Last week, Mark LaPedus at SemiMD put together a great article about the latest surge in 450mm consortia and consortium-like 450mm projects. It appears that 450mm R&D is poised to really take off with the formation of these new groups. After reading the piece, I wondered if there would be some interesting observations if one dug a little deeper—there are.
In particular, by reviewing the participants in the organizations and programs that have emerged onto the 450mm scene, there’s an obvious, common thread. Not surprising, that thread is Intel. Intel is a member on every program and in every consortium, sans two for which it appears they are ineligible. This gives little doubt to how serious Intel is about 450mm. By contrast, other proponents of 450mm, namely, the remaining G450C chipmakers, are noticeably missing.
The Missing Chipmakers
While Samsung, TSMC, Globalfoundries (GF) and IBM’s membership in G450C (the 500 lb consortium gorilla in the mix), is a clear sign of 450mm support, why are they missing from the rest of the groups?

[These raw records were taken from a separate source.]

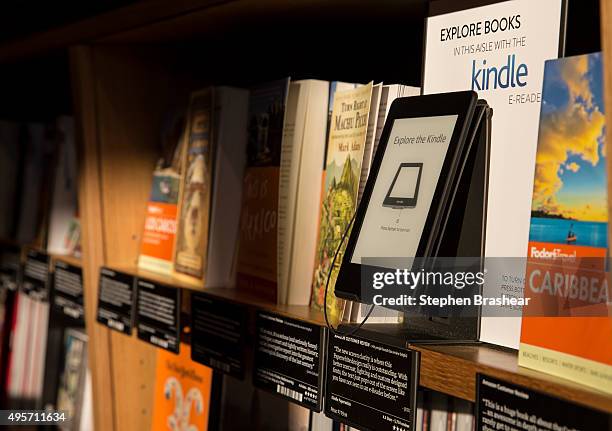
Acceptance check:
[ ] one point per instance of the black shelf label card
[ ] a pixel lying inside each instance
(35, 281)
(116, 300)
(10, 265)
(68, 290)
(289, 359)
(501, 405)
(158, 314)
(371, 385)
(218, 334)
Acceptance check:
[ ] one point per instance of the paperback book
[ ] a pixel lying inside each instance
(567, 326)
(345, 151)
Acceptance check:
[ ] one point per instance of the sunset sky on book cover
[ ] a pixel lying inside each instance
(567, 329)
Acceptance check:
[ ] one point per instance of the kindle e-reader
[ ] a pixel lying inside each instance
(404, 189)
(410, 184)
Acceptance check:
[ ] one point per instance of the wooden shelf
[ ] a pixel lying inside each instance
(452, 370)
(237, 296)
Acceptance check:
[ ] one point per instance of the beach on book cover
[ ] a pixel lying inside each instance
(566, 328)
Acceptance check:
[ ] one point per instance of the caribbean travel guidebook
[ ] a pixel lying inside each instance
(567, 327)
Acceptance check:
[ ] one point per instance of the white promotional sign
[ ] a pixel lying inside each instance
(499, 51)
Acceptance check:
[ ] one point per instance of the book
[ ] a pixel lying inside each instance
(257, 253)
(159, 232)
(64, 204)
(567, 326)
(182, 392)
(345, 149)
(302, 153)
(72, 390)
(231, 114)
(190, 254)
(35, 177)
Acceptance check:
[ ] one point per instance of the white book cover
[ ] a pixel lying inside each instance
(303, 152)
(499, 51)
(31, 182)
(230, 160)
(64, 204)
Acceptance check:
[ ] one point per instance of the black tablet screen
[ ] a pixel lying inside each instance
(404, 188)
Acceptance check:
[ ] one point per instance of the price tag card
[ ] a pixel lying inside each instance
(10, 264)
(218, 334)
(157, 314)
(501, 405)
(68, 290)
(36, 275)
(116, 300)
(289, 359)
(370, 385)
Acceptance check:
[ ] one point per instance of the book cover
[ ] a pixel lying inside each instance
(71, 390)
(345, 149)
(194, 207)
(182, 392)
(157, 244)
(566, 327)
(64, 204)
(505, 67)
(257, 253)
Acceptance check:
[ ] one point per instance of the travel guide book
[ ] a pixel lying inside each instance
(345, 149)
(567, 327)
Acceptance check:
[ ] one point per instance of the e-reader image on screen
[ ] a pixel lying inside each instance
(409, 185)
(404, 189)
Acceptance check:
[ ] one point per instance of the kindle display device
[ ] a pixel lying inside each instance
(405, 186)
(413, 179)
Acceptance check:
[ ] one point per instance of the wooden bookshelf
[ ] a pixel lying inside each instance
(450, 369)
(126, 67)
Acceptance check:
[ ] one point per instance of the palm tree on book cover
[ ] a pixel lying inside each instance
(337, 209)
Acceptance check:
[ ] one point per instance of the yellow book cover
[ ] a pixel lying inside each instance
(345, 148)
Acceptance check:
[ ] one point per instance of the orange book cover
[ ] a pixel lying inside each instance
(182, 392)
(567, 326)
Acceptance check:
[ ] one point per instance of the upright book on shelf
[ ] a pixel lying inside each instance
(302, 153)
(182, 392)
(345, 150)
(257, 250)
(195, 193)
(567, 326)
(64, 204)
(157, 243)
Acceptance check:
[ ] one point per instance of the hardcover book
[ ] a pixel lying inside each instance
(257, 253)
(194, 207)
(345, 151)
(157, 245)
(182, 392)
(567, 326)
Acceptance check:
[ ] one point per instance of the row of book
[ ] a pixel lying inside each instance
(255, 188)
(44, 366)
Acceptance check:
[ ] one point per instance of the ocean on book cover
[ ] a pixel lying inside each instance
(566, 327)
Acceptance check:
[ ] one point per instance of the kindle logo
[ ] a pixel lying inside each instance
(493, 77)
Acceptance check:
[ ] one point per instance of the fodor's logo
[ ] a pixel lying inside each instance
(509, 75)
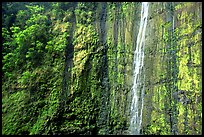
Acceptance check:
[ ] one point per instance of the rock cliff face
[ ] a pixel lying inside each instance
(87, 84)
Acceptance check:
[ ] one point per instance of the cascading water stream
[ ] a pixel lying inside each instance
(138, 85)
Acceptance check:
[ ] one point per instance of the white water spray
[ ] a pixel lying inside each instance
(138, 85)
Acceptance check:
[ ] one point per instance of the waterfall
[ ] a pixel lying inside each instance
(137, 92)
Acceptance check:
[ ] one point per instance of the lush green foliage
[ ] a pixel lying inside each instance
(67, 68)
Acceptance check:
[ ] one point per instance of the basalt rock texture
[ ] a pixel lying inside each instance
(68, 68)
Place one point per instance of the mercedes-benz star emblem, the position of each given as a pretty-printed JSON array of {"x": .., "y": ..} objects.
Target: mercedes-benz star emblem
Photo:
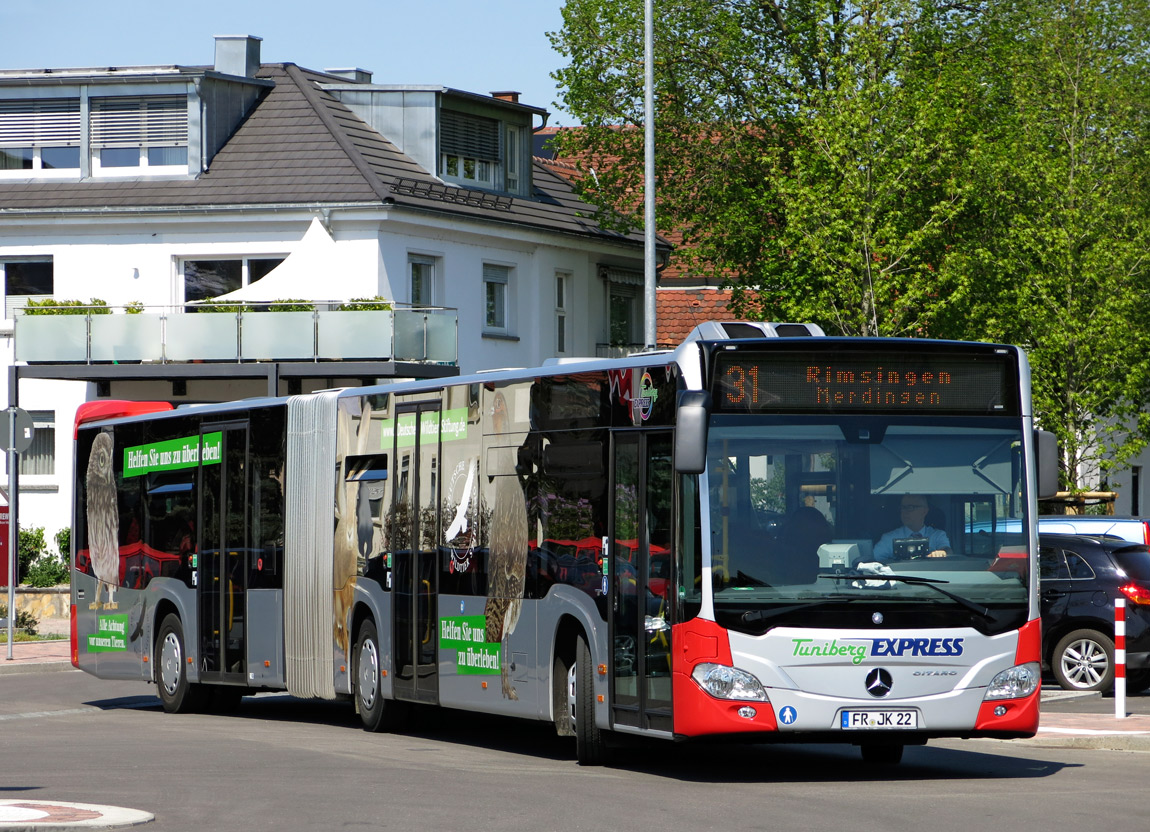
[{"x": 879, "y": 681}]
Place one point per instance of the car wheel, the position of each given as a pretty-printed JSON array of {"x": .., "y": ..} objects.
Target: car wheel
[
  {"x": 176, "y": 693},
  {"x": 1085, "y": 661}
]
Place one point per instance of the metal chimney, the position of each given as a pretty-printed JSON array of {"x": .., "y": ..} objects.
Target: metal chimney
[{"x": 237, "y": 54}]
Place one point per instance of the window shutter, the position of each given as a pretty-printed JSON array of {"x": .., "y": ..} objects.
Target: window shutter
[
  {"x": 39, "y": 122},
  {"x": 137, "y": 122},
  {"x": 468, "y": 136}
]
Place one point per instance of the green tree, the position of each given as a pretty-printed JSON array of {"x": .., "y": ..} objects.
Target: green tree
[
  {"x": 812, "y": 152},
  {"x": 1059, "y": 238}
]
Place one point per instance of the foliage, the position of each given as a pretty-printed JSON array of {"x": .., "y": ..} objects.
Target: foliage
[
  {"x": 898, "y": 168},
  {"x": 25, "y": 621},
  {"x": 63, "y": 542},
  {"x": 47, "y": 571},
  {"x": 52, "y": 306},
  {"x": 376, "y": 304},
  {"x": 30, "y": 546}
]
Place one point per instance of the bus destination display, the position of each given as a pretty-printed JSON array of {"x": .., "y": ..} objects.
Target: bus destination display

As many of the new projects receive government funding from the European Union, a requirement of regional presence is an explanation for TSMC and Samsung’s absence. This would also apply to Metro450, which has funding from Israel’s government. With fabs in both Ireland and in Israel, Intel qualifies for participation in both regions. The State of New York’s funding eventually requires a local fab for continued subsidy, however, there has been no current impact on membership from this obligation.
None of this explains the absence of GF from the European activities. Perhaps, with GF’s participation with Imec and Fraunhofer, there’s an expectation that information will flow to them through these research group’s involvement in the 450mm projects, but that’s unlikely. Most projects and joint ventures have strict rules on dissemination of project data and results to non-participants, except through group-approved papers and published standards activities. GF is even missing from the local Saxony450 effort, at least in the latest version of participants listed, though their Dresden fab is in the heart of Saxony.

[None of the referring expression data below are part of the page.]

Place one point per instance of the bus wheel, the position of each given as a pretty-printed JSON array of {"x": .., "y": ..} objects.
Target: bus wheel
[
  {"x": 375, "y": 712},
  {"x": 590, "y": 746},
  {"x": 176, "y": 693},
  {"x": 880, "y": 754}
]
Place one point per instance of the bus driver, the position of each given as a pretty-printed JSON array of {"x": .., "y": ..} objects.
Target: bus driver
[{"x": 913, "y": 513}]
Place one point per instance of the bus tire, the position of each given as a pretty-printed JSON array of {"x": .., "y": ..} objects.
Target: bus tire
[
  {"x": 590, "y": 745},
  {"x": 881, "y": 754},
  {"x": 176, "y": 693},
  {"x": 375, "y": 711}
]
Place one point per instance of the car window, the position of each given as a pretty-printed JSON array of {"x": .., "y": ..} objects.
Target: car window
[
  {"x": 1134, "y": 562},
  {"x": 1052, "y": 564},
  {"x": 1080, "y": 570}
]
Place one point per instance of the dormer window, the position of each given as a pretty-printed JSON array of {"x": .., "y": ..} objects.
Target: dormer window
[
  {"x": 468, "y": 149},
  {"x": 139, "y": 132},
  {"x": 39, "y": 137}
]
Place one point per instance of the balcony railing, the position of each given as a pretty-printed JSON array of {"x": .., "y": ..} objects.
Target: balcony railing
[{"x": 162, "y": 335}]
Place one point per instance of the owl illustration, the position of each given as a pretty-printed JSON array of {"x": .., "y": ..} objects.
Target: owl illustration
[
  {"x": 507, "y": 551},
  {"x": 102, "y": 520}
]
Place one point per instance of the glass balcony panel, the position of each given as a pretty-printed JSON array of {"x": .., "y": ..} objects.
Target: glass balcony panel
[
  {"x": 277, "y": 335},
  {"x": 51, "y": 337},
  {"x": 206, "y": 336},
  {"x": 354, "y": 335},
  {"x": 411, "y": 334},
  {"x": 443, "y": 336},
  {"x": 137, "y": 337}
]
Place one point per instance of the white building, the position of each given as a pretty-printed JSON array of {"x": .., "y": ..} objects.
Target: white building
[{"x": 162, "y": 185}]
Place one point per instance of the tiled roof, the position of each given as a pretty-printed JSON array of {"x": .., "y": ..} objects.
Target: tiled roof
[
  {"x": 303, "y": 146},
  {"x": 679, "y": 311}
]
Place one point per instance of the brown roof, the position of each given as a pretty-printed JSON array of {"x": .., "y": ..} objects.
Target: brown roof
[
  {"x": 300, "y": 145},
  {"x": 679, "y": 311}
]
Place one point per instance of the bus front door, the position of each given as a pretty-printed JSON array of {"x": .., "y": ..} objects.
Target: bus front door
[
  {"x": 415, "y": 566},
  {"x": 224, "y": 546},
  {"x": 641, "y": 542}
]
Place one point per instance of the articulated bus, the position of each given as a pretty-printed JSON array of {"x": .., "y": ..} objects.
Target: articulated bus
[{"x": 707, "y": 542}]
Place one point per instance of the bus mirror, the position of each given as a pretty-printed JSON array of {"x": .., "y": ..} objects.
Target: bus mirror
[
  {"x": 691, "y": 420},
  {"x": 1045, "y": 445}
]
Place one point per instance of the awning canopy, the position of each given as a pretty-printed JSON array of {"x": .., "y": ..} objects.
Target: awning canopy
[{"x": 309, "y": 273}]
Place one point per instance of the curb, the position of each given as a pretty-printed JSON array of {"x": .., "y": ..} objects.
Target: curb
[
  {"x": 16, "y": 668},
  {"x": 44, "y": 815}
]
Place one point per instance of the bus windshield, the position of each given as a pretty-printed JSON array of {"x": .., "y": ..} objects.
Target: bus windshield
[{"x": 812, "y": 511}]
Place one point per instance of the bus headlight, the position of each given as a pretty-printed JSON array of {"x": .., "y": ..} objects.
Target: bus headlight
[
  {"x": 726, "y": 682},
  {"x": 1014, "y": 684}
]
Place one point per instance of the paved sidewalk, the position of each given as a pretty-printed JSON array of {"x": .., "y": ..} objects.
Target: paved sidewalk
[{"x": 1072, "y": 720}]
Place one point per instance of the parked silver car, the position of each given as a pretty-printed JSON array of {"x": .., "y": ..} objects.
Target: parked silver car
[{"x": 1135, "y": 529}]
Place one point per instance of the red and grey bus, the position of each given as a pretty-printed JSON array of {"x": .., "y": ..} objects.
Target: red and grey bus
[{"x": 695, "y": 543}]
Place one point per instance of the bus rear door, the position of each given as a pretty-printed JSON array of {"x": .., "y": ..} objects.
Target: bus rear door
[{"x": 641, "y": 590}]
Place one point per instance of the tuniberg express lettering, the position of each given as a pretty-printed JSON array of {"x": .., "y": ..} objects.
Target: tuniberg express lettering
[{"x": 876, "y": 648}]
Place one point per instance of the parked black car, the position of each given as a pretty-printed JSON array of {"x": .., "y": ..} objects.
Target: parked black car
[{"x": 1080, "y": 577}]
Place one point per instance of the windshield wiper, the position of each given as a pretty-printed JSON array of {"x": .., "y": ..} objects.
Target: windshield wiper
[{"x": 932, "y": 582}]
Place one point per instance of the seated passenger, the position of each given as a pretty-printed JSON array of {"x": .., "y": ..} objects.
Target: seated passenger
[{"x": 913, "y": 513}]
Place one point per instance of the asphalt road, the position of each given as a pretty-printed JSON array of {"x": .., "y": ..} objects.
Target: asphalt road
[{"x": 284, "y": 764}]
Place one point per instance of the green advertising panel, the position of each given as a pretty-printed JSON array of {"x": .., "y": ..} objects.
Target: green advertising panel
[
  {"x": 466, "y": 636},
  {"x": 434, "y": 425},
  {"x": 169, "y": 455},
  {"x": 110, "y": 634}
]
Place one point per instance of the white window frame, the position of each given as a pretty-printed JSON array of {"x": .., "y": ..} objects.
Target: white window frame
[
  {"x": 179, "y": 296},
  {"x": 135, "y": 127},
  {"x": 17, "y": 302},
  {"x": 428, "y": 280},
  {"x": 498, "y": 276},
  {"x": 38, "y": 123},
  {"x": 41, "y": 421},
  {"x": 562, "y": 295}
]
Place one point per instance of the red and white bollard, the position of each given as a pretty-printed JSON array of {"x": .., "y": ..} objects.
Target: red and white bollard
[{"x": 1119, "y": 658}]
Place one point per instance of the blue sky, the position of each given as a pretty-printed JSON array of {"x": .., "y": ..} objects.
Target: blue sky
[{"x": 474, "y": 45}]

What is also somewhat a paradox is that European chipmakers, that is, those that historically have their headquarters in Europe, such as ST Microelectronics, Infineon, and NXP, are completely absent from the 450mm programs. Since participation in a Euro-centric 450mm project is likely not a huge financial commitment, could it be that there is concern that any involvement on their part gives the appearance of agreement on the need for 450mm? If 450mm continues to build at its current pace, these chipmakers may need to develop some proactive 450mm strategy, sooner or later.
It is notable that there are no 450mm-centric consortia based in Taiwan, Japan, and Korea. Since 450mm’s success primarily depends on suppliers, the relative dearth of major equipment suppliers, for any wafer size, in Taiwan and Korea, might provide some explanation, assuming funds flow to only local companies. However, with 450mm possibly being the last major industry disruption for new suppliers to enter the market, it is surprising that these governments would not try to coordinate supplier research and development activity. It might allow Samsung and TSMC the opportunity to “buy locally” from some homegrown suppliers.
By contrast, Japan has strong supplier participation, both supporting G450C and within the SEMI-based Equipment Supplier Group (ESG). However, actual Japanese government-sponsored research and development efforts appear absent. Perhaps this is because Japanese chipmakers have not been supportive of the 450mm transition. Similar to the EU’s reasoning, advancing Japan’s supplier base for global 450mm sales seems like a worthy justification to consider a government-coordinated, regional effort.
No labeling of “good” or “bad” has been intended in this article. Each semiconductor industry participant has well-thought-through motives for strategies they take. Similarly, the data reviewed “is what it is,” and the discussion herein is intended to provide food for thought.